Marilyn Manson praises ‘dangerous’ Rihanna

Marilyn Manson has praised Rihanna for being “dangerous” and for the “hardcore” video she co-created for her song B**ch Better Have My Money.

The American rockstar was speaking to Zane Lowe on Apple Music’s Beats 1 Radio when he shared his appreciation of the 29-year-old singer for being an inspiration when it came to ideas for the music video for his new song We Know Where You F**king Live, which features explicit content including depictions of sex and violence.

“Rihanna (is) dangerous,” Manson quipped. “I had this conversation with (director) Tom Wyatt, prior to this video coming out. He said, ‘Who do you want to compete with like in music and things like that?’ I said, ‘Rihanna.’ (Her) ‘B**ch Better Have My Money video? That’s a hardcore video.”

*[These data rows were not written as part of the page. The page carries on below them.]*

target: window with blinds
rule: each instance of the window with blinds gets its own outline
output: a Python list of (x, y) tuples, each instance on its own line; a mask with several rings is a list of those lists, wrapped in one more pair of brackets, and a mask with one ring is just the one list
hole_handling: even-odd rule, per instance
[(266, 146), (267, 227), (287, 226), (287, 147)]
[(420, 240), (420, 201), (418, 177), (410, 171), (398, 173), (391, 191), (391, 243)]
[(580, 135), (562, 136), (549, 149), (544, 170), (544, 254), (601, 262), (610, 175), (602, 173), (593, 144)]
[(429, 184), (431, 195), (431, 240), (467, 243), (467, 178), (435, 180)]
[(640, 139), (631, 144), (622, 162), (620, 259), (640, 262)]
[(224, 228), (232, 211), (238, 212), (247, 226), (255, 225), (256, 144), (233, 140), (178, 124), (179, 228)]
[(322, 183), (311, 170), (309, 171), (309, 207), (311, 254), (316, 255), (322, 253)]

He went on to list the reasons why he loves that project in particular, which was helmed by Rihanna herself and French filmmakers Megaforce. One that made the cut was the fact it stars Hannibal actor Mads Mikkelsen as Rihanna’s lying accountant, whose wife – played by model Rachel Roberts – is kidnapped and held at ransom by the star and her gang.

Listing his final reason for being in awe of the video, Manson concluded, “And then, D, if I’m still doing letters; that she swings a girl naked back and forth, gives her crack, kills her and has a yacht, she has a flare gun. And somehow my video is more offensive?”

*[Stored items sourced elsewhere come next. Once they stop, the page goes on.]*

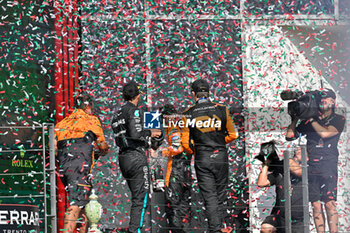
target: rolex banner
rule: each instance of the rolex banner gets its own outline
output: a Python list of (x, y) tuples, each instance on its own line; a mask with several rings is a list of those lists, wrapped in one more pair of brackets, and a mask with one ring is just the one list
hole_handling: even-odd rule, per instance
[(38, 233), (38, 207), (21, 204), (0, 204), (0, 232)]
[(0, 204), (39, 204), (44, 191), (42, 153), (23, 145), (0, 151), (0, 196), (6, 197)]

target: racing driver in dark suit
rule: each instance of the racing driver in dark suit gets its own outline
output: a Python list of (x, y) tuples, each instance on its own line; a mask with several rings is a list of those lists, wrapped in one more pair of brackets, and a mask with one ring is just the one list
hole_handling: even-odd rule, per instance
[(129, 232), (140, 232), (149, 198), (149, 169), (146, 149), (151, 137), (161, 131), (143, 129), (143, 112), (137, 107), (141, 94), (138, 85), (130, 81), (123, 88), (126, 103), (115, 114), (112, 129), (119, 147), (119, 166), (131, 191)]
[(183, 114), (182, 146), (187, 153), (195, 155), (209, 232), (230, 232), (230, 228), (224, 229), (222, 225), (228, 187), (226, 144), (238, 138), (238, 133), (229, 110), (209, 100), (209, 84), (205, 80), (196, 80), (191, 88), (196, 103)]

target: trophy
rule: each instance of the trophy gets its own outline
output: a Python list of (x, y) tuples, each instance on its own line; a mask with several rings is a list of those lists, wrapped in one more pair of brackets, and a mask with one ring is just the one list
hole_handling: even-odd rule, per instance
[(102, 231), (100, 231), (97, 228), (97, 223), (98, 221), (100, 221), (101, 215), (102, 215), (102, 205), (98, 203), (97, 201), (98, 197), (95, 194), (94, 189), (92, 190), (92, 194), (90, 195), (89, 199), (90, 199), (90, 202), (85, 207), (86, 216), (90, 222), (90, 227), (88, 232), (102, 233)]

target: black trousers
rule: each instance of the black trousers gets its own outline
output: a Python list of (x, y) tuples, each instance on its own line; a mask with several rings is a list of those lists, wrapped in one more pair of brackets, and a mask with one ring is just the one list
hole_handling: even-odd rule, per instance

Meanwhile Manson’s own video features plenty of controversial aspects, including nuns using guns to terrorise a suburban neighbourbood.

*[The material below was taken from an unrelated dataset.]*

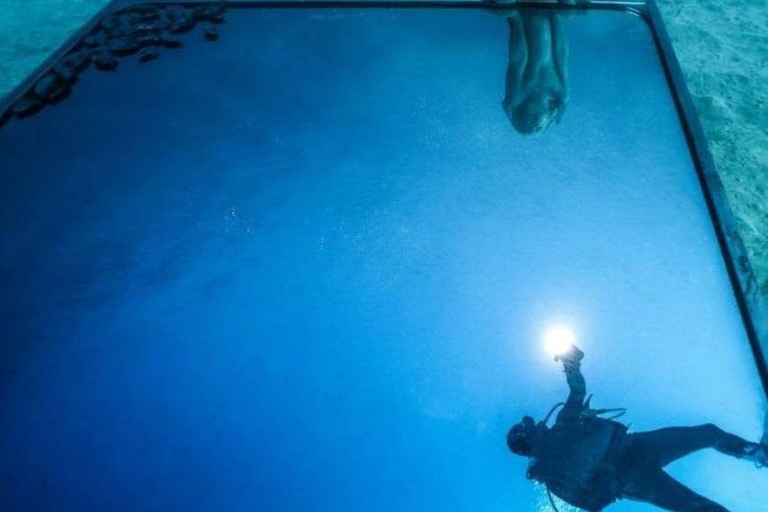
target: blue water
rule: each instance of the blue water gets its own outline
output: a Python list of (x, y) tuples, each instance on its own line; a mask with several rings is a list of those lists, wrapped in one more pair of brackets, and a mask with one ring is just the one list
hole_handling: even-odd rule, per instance
[[(560, 124), (502, 108), (503, 18), (233, 10), (0, 131), (0, 509), (544, 510), (504, 436), (763, 400), (646, 26), (567, 22)], [(739, 512), (768, 474), (670, 472)], [(610, 510), (651, 507), (621, 502)]]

This is the second time the musician has spoken highly of Rihanna this month (Sep17); he recently revealed another of her songs influenced him while he was recording his upcoming LP, Heaven Upside Down.

“Strangely enough, one of the records that influenced this album strongly, and it can’t be taken literally (sonically), is Rihanna, her last record (Anti),” he told Consequence of Sound. “That one song, Love on the Brain, it really hit me because I saw her perform it and she just… meant it.”